Si une façade de cette église datant du XIIe siècle semble bien avoir été endommagée par la frappe, le lieu de culte n’est pas pour autant «détruit» comme l’affirment certains, et comme il est possible de le lire sur Wikipédia. Un bâtiment jouxtant l’église, dans lequel environ 80 personnes avaient trouvé refuge pour échapper aux bombardements selon le Wall Street Journal , s’est en revanche effondré, comme le confirment témoins et analystes OSINT.
Un nombre de victimes indéterminé
Le bilan humain de cette frappe est pour l’heure indéterminé. Le Hamas évoque «un grand nombre» de tués et de blessés. Sur son site, l’Aide à l’Eglise en détresse (AED) relaie le chiffre de «16 chrétiens» tués, «dont 10 d’une même famille» et précise que «15 autres chrétiens sont coincés sous les décombres». Le Wall Street Journal est plus prudent, indiquant simplement jeudi soir que «les secouristes retiraient les personnes des décombres, dont plusieurs ont été blessées».
Au moins 16 chrétiens, dont 10 d’une même famille, ont été tués lors d’une attaque à Gaza jeudi soir, 19 octobre, qui a provoqué l’effondrement total d’un bâtiment dans l’enceinte de l’église orthodoxe grecque.
Selon les partenaires du projet de l’AED, 15 autres chrétiens sont coincés sous les décombres. Le bâtiment de l’église Saint Porphyrios n’a pas été touché.
Environ 400 personnes, principalement des chrétiens, ont trouvé refuge dans l’enceinte de l’église depuis le début du conflit armé. Parmi les victimes figurent plusieurs jeunes chrétiens qui participaient au « Projet de création d’emplois » pour la jeunesse chrétienne, géré par le Patriarcat latin de Jérusalem.
Le complexe orthodoxe est situé à quelques centaines de mètres de l’église catholique de la Sainte-Famille, où 500 autres chrétiens sont hébergés. De nombreuses familles de l’enceinte orthodoxe grecque ont dû se reloger à la Sainte Famille, qui est déjà pleine à craquer.
Selon les sources de l’AED, l’enceinte catholique a également été touchée jeudi soir par des bombes assourdissantes.
La population chrétienne de la bande de Gaza a été invitée à plusieurs reprises à évacuer et à se déplacer vers le sud.

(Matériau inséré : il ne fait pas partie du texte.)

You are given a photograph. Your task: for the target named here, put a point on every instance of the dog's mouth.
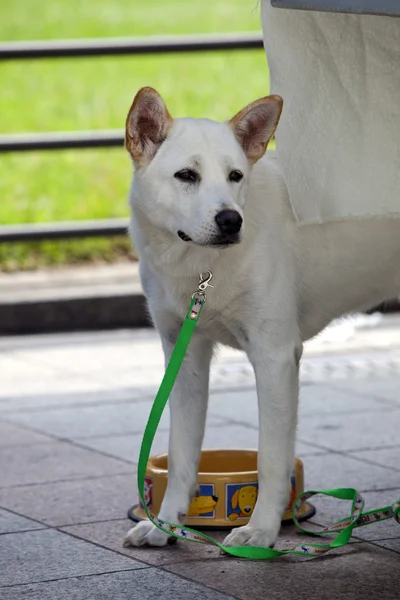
(184, 237)
(222, 241)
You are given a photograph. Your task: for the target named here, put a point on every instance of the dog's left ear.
(147, 125)
(255, 125)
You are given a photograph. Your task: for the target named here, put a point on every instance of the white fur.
(277, 288)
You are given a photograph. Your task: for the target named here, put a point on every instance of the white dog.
(206, 197)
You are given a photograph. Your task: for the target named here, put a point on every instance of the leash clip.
(204, 283)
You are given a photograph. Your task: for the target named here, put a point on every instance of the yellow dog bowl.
(228, 488)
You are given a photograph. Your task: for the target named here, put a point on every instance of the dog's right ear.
(147, 125)
(255, 124)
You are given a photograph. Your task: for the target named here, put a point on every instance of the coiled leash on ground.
(342, 528)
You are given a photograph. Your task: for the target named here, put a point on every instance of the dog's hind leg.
(188, 406)
(276, 368)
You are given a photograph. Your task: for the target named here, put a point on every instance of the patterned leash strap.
(343, 528)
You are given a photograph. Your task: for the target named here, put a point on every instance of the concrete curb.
(72, 299)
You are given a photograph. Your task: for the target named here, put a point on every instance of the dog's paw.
(250, 536)
(146, 534)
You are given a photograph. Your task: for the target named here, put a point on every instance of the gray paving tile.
(223, 436)
(353, 431)
(80, 422)
(391, 544)
(47, 554)
(12, 435)
(388, 457)
(24, 391)
(358, 571)
(146, 584)
(380, 387)
(41, 463)
(70, 394)
(330, 510)
(337, 470)
(10, 523)
(385, 529)
(241, 406)
(111, 534)
(78, 501)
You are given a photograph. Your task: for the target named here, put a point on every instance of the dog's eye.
(235, 176)
(187, 175)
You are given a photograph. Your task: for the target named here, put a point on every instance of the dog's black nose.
(229, 221)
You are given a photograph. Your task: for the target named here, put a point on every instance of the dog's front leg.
(276, 370)
(188, 407)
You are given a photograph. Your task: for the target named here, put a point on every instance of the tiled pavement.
(72, 410)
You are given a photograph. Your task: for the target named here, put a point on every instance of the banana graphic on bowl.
(202, 505)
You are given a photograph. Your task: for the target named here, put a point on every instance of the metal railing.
(96, 139)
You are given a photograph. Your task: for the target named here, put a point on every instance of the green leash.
(342, 528)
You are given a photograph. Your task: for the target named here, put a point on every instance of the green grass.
(83, 94)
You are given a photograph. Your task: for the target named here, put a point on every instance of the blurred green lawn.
(95, 93)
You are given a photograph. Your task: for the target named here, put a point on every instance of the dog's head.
(192, 174)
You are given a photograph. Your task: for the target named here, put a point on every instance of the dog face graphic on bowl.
(243, 502)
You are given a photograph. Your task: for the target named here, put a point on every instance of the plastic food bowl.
(228, 486)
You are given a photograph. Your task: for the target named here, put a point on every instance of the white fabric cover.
(339, 135)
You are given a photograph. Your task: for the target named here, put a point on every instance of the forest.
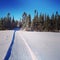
(40, 22)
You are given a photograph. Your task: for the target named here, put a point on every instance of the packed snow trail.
(30, 50)
(21, 49)
(10, 48)
(36, 46)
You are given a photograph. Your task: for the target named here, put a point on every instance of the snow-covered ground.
(36, 46)
(5, 41)
(31, 45)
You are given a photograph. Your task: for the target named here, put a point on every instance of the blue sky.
(17, 7)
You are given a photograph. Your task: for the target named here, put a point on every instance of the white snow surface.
(30, 45)
(5, 41)
(36, 46)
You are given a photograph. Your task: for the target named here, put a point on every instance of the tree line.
(42, 22)
(8, 23)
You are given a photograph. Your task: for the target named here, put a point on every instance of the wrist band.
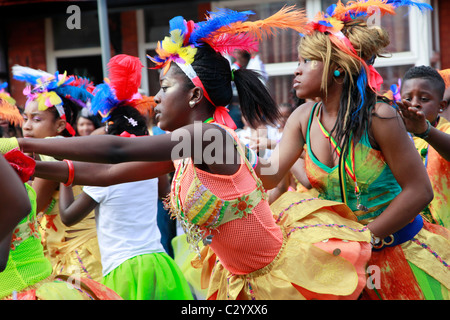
(425, 134)
(71, 173)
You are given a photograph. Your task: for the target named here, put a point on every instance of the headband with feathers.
(332, 22)
(5, 95)
(225, 31)
(122, 84)
(445, 74)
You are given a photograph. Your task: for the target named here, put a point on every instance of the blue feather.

Cependant, les chrétiens n’ont pas voulu partir en raison du manque de sécurité et de garanties que les personnes se déplaçant du nord au sud de la bande de Gaza ne seraient pas prises pour cible. S’adressant à l’AED, Sœur Nabila a déclaré : « Nous ne partirons pas : « Nous ne partirons pas. Les gens n’ont rien, pas même les choses les plus élémentaires. Où devrions-nous aller ? Mourir dans la rue ? Nous avons des personnes âgées, les Missionnaires de la Charité sont également ici, avec des personnes polyhandicapées et des personnes âgées. Où devrions-nous aller ?
L’AED demande à ses bienfaiteurs et amis de prier pour les victimes, les blessés et leurs familles et, en communion avec le Patriarcat latin de Jérusalem et le Patriarcat grec orthodoxe, demande l’arrêt immédiat des bombardements des institutions humanitaires.